Shares in Halma (LON: HLMA) plummeted more than 11% on Thursday — shedding over 510p to trade around 4,128p — as investors took fright at customer concentration risks in its fast-growing photonics division, even as the FTSE 100 safety and technology group delivered a string of record financial results.
For the 12 months to 31 March 2026, Halma grew revenue 15% to £2.58 billion and adjusted earnings before interest and tax (EBIT) 22% to £594.5 million, both surpassing City forecasts and crossing the £2.5 billion and £500 million milestones for the first time. It was also the company’s 23rd consecutive year of adjusted profit growth.
Organic revenue rose 16%, with the photonics business — which serves the booming data centre industry — contributing around eight percentage points of that growth. However, analysts and investors flagged a growing concern: revenue from a single photonics customer climbed from 15% to 20% of group sales during the year, raising concentration risk warnings.
Halma invested a record £600 million during the year, including £447 million across five acquisitions, with two further deals worth around £75 million completed after the year-end. Adjusted cash conversion remained healthy at 93%, ahead of its 90% target, while net debt stood at a comfortable 1.16 times adjusted EBITDA.
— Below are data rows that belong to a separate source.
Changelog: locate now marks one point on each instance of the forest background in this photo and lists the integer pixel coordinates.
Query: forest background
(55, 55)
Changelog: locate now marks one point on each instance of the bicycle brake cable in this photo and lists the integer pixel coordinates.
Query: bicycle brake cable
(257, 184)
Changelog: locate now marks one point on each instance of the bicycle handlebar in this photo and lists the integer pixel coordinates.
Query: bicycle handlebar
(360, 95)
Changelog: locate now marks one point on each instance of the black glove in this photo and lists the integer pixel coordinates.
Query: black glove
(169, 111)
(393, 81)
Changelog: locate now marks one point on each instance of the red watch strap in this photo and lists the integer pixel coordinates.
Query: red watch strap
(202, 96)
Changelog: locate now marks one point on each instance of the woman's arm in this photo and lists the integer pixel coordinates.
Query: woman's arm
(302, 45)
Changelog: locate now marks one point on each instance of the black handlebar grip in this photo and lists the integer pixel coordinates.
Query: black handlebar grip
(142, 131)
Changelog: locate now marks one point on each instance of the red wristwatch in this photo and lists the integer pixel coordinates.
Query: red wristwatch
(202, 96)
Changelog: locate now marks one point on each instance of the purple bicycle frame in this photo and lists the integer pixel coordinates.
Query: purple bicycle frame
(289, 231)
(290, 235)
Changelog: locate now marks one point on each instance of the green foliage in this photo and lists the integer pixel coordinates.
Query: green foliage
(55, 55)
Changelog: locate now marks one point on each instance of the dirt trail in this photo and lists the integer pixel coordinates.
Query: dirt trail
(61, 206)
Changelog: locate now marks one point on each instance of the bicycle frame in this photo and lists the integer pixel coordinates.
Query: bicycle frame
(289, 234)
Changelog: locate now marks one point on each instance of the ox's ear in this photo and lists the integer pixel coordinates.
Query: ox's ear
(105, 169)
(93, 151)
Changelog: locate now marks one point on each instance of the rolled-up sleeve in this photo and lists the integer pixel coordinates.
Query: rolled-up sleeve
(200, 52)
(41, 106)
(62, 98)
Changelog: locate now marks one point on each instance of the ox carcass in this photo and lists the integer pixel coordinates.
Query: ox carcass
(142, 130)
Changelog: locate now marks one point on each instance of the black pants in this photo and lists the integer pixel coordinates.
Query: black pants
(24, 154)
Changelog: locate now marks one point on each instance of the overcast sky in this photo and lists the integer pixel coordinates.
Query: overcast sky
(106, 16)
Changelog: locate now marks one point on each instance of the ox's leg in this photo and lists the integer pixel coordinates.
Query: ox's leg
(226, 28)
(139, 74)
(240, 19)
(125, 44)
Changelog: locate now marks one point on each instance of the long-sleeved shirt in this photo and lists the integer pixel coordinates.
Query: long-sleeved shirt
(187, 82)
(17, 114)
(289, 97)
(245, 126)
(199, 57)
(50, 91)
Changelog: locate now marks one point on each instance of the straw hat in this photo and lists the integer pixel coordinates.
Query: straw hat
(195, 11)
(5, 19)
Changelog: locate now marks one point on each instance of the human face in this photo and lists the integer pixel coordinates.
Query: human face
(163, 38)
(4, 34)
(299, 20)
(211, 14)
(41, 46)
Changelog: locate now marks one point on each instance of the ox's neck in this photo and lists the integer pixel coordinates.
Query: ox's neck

The board raised its total dividend 7% to 24.74p per share — a 47th consecutive year of growth of 5% or more — though the payout came in slightly below the 25.9p the market had anticipated.
Looking ahead, Halma guided for low double-digit organic revenue growth in FY2027, but with shares trading at roughly 36 times forward earnings — well above a sector average of 22 times — analysts at Panmure Liberum noted the premium valuation leaves little room for any disappointment.